We find evidence that internal control quality plays no role in the impacts of managerial shareholding on CSR performance in mandatory disclosure group. However, in voluntary disclosure group, internal control quality plays a significant role in promoting the positive impact of managerial shareholding on CSR performance.
5.2. Policy Implications
With the aim of promoting listed companies to actively improve their CSR performance, this paper proposes the following policy recommendations:
Firstly, we should strengthen the CSR awareness of listed companies. In terms of managers, they should take social responsibility as their own duty, and integrate social responsibility into the cultural construction of companies. In the social aspect, public opinion counts. Judging from the irresponsible social behavior, the intervention of the media has amplified the economic consequences of lacking in CSR, which gives warning to the companies. As for government supervision, it is necessary to give an official guidelines of CSR performance to the involved companies, as well as establish a reward and punishment system.
Secondly, we should improve the internal control quality of listed company. Listed company should learn to balance the interests of all stakeholders. When evaluating the value of the company, criteria should be expanded from economic profits to the value created for employees, customers, governments, etc. For improving CSR performance, it would be a good choice for the companies to implement long-term equity incentives. Companies should ensure that the internal controls related to CSR performance can be operated effectively. In addition, companies should give full play to internal control in promoting CSR performance.

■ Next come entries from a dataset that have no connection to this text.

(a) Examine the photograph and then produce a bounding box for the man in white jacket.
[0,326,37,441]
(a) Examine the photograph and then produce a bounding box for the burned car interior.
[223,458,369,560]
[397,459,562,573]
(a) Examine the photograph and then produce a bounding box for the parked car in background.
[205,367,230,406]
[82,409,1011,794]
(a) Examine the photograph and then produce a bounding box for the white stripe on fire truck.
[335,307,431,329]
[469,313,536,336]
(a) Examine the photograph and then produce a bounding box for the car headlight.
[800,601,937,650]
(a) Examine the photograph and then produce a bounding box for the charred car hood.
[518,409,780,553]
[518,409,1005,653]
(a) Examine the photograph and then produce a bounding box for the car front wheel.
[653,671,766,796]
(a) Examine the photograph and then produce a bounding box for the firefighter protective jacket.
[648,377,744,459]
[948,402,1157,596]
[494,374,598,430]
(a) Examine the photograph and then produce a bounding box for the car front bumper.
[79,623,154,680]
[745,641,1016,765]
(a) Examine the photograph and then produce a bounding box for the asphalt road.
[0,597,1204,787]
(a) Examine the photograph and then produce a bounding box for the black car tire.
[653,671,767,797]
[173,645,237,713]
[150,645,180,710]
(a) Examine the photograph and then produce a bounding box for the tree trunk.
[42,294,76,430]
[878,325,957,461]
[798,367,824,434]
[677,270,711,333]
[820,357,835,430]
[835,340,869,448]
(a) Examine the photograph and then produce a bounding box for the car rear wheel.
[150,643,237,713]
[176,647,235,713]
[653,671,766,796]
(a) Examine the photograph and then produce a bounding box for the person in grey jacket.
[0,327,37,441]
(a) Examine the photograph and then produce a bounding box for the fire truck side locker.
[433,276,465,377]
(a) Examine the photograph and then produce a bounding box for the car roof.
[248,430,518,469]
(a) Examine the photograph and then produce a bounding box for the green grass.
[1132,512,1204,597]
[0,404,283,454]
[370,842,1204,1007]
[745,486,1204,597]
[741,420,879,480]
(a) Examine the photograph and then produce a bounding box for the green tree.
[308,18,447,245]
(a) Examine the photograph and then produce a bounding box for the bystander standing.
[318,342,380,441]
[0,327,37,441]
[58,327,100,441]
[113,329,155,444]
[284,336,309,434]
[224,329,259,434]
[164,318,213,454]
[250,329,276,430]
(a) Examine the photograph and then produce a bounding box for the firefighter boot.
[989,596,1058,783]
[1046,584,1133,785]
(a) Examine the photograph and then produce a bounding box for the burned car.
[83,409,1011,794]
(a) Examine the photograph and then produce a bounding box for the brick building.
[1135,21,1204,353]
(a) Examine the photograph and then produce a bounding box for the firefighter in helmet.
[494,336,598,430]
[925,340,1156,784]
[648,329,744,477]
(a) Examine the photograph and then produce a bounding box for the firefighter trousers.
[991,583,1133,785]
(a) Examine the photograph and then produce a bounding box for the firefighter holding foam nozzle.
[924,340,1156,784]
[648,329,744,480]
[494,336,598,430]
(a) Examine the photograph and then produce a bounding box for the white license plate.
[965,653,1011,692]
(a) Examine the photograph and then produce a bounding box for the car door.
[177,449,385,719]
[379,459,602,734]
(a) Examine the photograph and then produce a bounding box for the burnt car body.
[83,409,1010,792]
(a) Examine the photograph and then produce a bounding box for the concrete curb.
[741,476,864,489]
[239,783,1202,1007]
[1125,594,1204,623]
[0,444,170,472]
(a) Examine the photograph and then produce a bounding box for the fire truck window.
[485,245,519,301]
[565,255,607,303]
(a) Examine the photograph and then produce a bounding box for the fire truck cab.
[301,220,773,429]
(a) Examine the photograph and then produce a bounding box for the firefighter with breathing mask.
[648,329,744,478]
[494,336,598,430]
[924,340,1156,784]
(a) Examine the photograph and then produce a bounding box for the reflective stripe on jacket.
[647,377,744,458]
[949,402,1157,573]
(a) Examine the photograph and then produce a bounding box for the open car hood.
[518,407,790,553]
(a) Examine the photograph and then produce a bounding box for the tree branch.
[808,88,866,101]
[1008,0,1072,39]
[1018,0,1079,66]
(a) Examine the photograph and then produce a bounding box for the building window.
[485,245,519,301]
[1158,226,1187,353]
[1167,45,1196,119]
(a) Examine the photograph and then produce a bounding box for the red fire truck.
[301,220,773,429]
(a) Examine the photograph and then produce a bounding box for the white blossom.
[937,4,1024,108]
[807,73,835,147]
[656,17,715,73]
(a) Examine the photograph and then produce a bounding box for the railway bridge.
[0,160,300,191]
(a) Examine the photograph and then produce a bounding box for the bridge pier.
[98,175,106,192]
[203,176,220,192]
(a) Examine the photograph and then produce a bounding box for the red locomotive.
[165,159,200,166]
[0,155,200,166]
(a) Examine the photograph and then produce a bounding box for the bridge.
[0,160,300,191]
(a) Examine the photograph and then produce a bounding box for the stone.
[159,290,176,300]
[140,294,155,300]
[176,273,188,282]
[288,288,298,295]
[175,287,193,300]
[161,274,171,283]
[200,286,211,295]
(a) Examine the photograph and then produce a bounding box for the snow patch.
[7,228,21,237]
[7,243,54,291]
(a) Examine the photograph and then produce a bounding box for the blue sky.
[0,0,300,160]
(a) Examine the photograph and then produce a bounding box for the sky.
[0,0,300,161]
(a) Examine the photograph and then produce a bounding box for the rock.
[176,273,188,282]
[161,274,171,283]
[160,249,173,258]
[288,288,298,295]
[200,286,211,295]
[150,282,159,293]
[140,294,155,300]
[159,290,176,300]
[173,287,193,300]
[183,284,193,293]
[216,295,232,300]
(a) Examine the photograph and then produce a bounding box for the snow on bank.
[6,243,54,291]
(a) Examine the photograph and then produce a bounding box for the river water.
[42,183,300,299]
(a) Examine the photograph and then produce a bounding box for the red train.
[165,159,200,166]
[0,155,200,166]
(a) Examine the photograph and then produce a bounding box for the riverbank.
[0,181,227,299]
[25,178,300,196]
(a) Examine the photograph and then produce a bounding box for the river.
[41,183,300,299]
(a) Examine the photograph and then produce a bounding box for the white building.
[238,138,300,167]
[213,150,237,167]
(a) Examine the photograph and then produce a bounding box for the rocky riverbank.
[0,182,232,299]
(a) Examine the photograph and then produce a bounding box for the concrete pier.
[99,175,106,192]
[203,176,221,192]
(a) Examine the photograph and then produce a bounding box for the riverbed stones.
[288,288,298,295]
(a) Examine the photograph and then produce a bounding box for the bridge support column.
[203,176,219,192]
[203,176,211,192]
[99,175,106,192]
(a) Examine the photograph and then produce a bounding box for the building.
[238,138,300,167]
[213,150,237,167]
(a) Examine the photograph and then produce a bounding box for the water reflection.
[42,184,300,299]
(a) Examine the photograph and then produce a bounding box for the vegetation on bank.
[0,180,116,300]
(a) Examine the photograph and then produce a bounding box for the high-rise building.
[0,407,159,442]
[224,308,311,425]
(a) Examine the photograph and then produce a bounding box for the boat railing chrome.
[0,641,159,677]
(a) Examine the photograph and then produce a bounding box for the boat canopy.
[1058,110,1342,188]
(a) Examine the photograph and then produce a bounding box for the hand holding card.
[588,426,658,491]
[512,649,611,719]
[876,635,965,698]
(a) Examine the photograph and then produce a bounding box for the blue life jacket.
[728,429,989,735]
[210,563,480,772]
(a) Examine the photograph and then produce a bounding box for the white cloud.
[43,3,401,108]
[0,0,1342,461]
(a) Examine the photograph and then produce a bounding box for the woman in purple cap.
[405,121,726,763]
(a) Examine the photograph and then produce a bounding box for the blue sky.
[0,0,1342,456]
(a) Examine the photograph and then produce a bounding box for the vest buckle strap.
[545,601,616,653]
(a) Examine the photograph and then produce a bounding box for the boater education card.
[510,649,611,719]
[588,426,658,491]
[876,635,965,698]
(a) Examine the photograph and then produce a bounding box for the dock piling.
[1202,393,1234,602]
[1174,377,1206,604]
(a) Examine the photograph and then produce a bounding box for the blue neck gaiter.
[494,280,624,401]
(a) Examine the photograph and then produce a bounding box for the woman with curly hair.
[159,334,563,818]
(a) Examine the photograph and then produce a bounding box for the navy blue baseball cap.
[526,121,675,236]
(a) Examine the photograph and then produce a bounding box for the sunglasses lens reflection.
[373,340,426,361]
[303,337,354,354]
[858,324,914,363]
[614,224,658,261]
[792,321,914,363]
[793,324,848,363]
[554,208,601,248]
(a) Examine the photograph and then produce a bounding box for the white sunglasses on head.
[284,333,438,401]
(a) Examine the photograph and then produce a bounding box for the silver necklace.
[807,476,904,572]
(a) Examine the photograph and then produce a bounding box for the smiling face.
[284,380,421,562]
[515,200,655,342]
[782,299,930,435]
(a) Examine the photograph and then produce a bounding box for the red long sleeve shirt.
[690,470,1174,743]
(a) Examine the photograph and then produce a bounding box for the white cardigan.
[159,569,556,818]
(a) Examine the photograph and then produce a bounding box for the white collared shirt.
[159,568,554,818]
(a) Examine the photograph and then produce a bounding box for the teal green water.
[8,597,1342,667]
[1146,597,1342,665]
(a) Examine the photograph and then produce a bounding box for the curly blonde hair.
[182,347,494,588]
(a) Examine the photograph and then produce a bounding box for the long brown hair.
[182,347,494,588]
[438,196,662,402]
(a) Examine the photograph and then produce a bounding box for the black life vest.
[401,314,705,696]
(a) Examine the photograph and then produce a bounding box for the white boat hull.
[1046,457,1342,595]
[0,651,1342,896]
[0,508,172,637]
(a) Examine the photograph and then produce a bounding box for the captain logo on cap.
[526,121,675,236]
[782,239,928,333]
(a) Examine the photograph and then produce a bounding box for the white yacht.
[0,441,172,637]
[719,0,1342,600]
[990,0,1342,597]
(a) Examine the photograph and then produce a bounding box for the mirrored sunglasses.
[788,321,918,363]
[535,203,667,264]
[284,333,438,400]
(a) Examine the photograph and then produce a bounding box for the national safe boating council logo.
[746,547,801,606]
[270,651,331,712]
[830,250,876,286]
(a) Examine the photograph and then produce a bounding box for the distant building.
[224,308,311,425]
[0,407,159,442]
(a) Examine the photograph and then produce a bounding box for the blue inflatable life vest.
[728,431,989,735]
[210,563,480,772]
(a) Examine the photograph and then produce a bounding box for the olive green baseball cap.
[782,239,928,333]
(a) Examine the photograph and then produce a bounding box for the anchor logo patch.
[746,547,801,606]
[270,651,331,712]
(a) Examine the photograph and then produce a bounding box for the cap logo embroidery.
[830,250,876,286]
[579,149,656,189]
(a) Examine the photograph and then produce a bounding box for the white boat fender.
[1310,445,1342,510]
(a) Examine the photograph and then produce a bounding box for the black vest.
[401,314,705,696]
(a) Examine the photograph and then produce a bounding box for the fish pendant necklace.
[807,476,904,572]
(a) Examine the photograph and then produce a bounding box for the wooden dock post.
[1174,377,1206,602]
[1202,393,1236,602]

In this paper, we focus on the managerial shareholding to draw conclusions about the drivers of CSR performance. Our research could be further improved by providing more precise measurement of the market value of managerial shareholding. In addition, we only study on whether the excess managerial shareholding ratio and the excess market value of managerial shareholding have impacts on CSR performance in voluntary disclosure group. In the future, we will study on the impacts of the extent to which the managerial shareholding ratio and market value of managerial shareholding is higher than industry level on CSR performance.